Interestingly, the idea of compulsion, as in the 1850s, is often championed as a rational solution to a resurgent problem. But without the political will to sacrifice personal liberties in this way, progress will be limited.
UK take-up of the measles, mumps and rubella (MMR) vaccine for children reaching their second birthday fell for the fourth year in a row in 2018 and is now at 91.2%, the lowest it has been since 2011/2012. Local immunisation coverage for most vaccines appears to be falling, with coverage rates lowest in inner-city and east Bristol.
Around 2,000 five-year-old children in the south west, a significant majority living in Bristol, may still need to receive their first dose of MMR, leaving them significantly more at risk compared with pupils who are fully vaccinated.
Discredited research
So what’s going on?
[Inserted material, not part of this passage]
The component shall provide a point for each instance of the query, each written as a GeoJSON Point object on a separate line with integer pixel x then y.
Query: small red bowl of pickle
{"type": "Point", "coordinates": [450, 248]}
Well, in part the UK’s rise in measles cases is down to children who went unvaccinated 20 years ago after now-discredited research caused a scare about the safety of the MMR vaccine. It was claimed by a doctor, Andrew Wakefield, writing in The Lancet journal, that the vaccine was linked to autism – but his research was found to be wrong, and Wakefield was struck from the UK medical register, subsequently moving to the US.

Today though, ‘anti-vaxxers’, who spread false information about vaccines, continue to pose a significant health threat. They propose and share conspiracy theories, false scientific research and spread stories that feed distrust in governments and drug manufacturers. In today’s world of alternative truths, fake news and the repeated refrain, “do not trust the experts’’, the power of social media means the reach of this misinformation is pervasive.
Concerns about vaccine safety though are not the only reason for non-vaccination. Looking at the spread of recent instances in Bristol, they show that the government and NHS urgently need to provide better-funded and resourced services that make it easier for parents to book appointments.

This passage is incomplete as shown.